Now, imagine a world in which an agent sitting right in that call center application and a human can click and say, summarize Amit's past medical history. Thirty seconds, it goes into Salesforce, it goes into Athenahealth, gets that information, summarizes it, and without doing any clicks, swivel chair, you have a nice summary that you can read. At best, this work will take you one-and-a-half minutes, compared to six to seven minutes. So, for every call, you have saved five minutes. That's the place we are going towards.

MHN: How do you ensure that AI hallucinations are not present within these summarizations?

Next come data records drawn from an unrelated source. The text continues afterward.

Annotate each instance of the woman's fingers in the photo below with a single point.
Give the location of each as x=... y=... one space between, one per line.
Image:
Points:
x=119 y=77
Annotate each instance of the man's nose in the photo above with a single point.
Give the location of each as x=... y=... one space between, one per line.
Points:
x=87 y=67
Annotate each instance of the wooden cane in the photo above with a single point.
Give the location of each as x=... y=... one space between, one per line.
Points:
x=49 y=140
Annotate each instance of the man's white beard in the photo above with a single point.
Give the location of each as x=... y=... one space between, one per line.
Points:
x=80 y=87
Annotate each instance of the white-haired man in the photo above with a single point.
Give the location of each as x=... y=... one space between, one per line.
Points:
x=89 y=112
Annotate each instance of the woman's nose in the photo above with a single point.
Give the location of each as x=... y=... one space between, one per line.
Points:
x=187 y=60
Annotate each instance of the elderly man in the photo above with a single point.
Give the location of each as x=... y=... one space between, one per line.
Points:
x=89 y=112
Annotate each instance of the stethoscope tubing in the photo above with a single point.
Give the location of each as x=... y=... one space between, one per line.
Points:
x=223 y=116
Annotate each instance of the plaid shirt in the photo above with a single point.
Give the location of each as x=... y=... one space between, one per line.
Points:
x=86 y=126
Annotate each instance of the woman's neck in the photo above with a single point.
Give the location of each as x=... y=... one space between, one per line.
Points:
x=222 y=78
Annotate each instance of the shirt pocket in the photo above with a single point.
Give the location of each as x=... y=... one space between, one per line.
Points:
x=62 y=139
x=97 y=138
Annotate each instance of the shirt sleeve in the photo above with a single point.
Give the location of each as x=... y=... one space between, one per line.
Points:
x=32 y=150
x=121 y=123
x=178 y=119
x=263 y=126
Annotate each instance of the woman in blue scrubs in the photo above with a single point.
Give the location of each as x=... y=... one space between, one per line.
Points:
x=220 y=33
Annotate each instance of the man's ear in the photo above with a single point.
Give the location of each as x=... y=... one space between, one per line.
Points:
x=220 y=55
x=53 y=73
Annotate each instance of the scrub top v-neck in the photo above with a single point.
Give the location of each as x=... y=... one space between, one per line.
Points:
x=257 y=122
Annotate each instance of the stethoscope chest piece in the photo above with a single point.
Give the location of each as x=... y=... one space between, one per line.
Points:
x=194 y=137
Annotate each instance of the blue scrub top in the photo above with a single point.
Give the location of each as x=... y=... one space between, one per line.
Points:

Khanna: I'll give you exactly how we make it happen. So, in the patient summarization, we are not asking the agent or the AI to randomly pick up content and then summarize it. We are actually guarding it and telling what we call topics and actions, saying when you have this topic of patient summary, you will only do these three actions. You don't have to think. So, we are removing from the AI, the thinking part of what actions I need to take, and we are also grounding it with the data that it should have access to. 

So we are applying the security and sharing rights that Salesforce is known for, and then we allow the agent to go into those datasets with that trust, bring that information back, and when we send it to an LLM model, we actually remove your PHI [protected health information] to create that summary. 

Lastly, which is very important, we are not doing it without a human in the loop because it's new technology. There will be places where it might hallucinate, even after all the effort we have put in, so we get the summary, but we also have the human so that a human can verify that yes, it is correct, and they don't give the wrong advice and they can have a feedback loop, which says, "Yes, this is okay" or "This is not okay." So, yes, we are also learning, but we are putting a lot of safeguards in place to make sure we don't create challenges for our patients and members.